Megyn Kelly recently ran a short clip on her show in which she passed along a pithy piece of advice a past therapist gave her — “put this one back on the shelf” — while talking with author and commentator Walter Kirn. It was vintage Megyn: plainspoken, practical counsel wrapped in no-nonsense common sense, the kind of advice Americans used to get from parents and pastors instead of professors.
Walter Kirn, for those who don’t know, is no lightweight cultural commentator; he’s the novelist and essayist behind works like Up in the Air and currently writes and edits for outlets beyond the mainstream left-media bubble. When he sits with Megyn he’s not doing therapy; he’s offering a skeptical, often contrarian look at our cultural moment — the perfect foil for Megyn’s straight talk.
What makes that little therapist line land is its rejection of the modern tendency to over-examine and weaponize every slight, relationship, or trend. Instead of surrendering to the outrage-industrial complex, this advice counsels Americans to set boundaries, value self-reliance, and resist the impulse to treat every passing fad or toxic person as life-defining. Those are conservative virtues: prudence, personal responsibility, and the humility to pick one’s battles.
Megyn and Kirn’s wider conversation — which touched on celebrity excess, higher-education failure, and the hypocrisy of elite culture — made the point even clearer: our elites celebrate chaos and then lecture the rest of us about virtue. That’s why a therapist’s simple, pragmatic directive matters; it is an antidote to the moral grandstanding that passes for therapy and wisdom in too many coastal institutions. Americans who work hard and love their families don’t need performative confessionals, they need practical tools to keep their homes and minds intact.
This clip is also a reminder of why independent platforms like Megyn’s matter in the media ecosystem. She gives a national stage to voices like Kirn’s who will call out both right?and?left follies without pretending the system is infallible, and that kind of outside scrutiny is exactly what a free society requires if it hopes to recover sanity and common sense. If conservatives want cultural victory, we keep elevating plain truth-tellers who refuse the performative piety of today’s elites.

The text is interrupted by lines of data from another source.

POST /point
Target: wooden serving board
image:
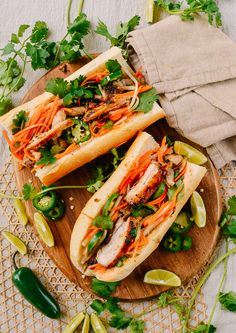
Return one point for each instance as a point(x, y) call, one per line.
point(184, 264)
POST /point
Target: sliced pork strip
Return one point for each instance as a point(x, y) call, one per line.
point(110, 252)
point(53, 133)
point(145, 186)
point(175, 159)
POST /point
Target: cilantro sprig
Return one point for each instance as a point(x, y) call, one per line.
point(208, 7)
point(121, 32)
point(32, 46)
point(146, 100)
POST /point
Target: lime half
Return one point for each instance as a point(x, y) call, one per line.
point(43, 229)
point(192, 154)
point(15, 241)
point(198, 209)
point(162, 277)
point(86, 324)
point(97, 325)
point(74, 323)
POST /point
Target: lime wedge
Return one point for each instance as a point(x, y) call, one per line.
point(198, 209)
point(182, 219)
point(74, 323)
point(15, 241)
point(149, 11)
point(97, 325)
point(20, 211)
point(86, 324)
point(162, 277)
point(43, 229)
point(192, 154)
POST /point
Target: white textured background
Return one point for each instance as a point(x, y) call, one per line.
point(16, 12)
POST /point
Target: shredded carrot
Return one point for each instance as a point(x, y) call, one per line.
point(158, 200)
point(97, 77)
point(92, 231)
point(68, 150)
point(97, 267)
point(123, 205)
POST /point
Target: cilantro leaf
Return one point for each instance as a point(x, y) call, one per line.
point(112, 66)
point(5, 105)
point(19, 121)
point(137, 326)
point(80, 24)
point(47, 157)
point(37, 54)
point(203, 328)
point(94, 187)
point(57, 87)
point(29, 191)
point(104, 222)
point(98, 306)
point(39, 32)
point(22, 29)
point(113, 307)
point(147, 100)
point(232, 205)
point(15, 39)
point(121, 32)
point(228, 301)
point(103, 289)
point(102, 30)
point(9, 48)
point(188, 12)
point(72, 46)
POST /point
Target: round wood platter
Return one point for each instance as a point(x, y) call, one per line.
point(184, 264)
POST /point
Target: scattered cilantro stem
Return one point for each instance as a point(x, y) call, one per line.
point(5, 196)
point(220, 287)
point(144, 313)
point(68, 12)
point(200, 284)
point(80, 6)
point(19, 78)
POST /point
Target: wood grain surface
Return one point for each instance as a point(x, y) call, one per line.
point(184, 264)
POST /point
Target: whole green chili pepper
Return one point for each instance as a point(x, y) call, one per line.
point(34, 292)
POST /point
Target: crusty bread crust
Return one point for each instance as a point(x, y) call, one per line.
point(96, 146)
point(143, 143)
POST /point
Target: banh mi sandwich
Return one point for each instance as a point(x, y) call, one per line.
point(125, 221)
point(100, 106)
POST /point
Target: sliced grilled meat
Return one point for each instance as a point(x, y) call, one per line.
point(111, 251)
point(175, 159)
point(53, 133)
point(146, 186)
point(170, 177)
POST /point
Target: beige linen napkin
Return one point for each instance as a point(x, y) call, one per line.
point(193, 67)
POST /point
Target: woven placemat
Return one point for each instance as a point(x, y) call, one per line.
point(16, 315)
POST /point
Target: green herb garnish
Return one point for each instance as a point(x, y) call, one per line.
point(121, 32)
point(208, 7)
point(147, 100)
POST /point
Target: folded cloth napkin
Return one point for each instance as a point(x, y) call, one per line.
point(193, 67)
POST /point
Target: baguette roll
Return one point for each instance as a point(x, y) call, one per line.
point(94, 207)
point(96, 145)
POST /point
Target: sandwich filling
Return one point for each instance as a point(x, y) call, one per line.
point(79, 111)
point(146, 197)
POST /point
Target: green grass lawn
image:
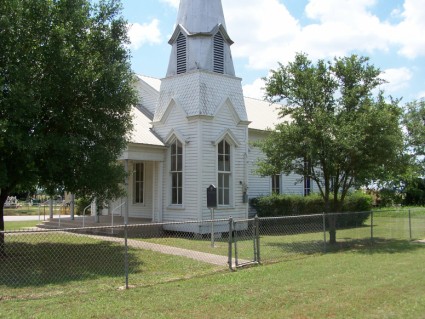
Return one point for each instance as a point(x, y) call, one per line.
point(9, 225)
point(383, 282)
point(26, 210)
point(277, 245)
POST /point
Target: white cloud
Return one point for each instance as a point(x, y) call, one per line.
point(146, 33)
point(173, 3)
point(410, 32)
point(255, 89)
point(398, 79)
point(265, 31)
point(421, 95)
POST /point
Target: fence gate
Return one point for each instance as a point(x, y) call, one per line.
point(245, 237)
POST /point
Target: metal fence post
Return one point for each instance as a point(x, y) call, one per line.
point(371, 227)
point(324, 231)
point(230, 243)
point(257, 239)
point(235, 240)
point(126, 255)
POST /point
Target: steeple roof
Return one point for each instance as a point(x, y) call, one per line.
point(200, 40)
point(198, 16)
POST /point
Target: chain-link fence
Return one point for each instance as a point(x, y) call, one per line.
point(153, 253)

I looked for the original short clip’s full transcript online while researching this piece and found multiple Megyn Kelly Show episodes featuring Walter Kirn and summaries of their cultural conversations, but I could not locate a searchable, verbatim source for the exact “put this one back on the shelf” soundbite beyond the clip description supplied with the video. What’s available confirms the broader themes and guests described above, and this column is written from that verified context while reflecting the plain common-sense thrust of the therapist’s advice as presented on Megyn’s program.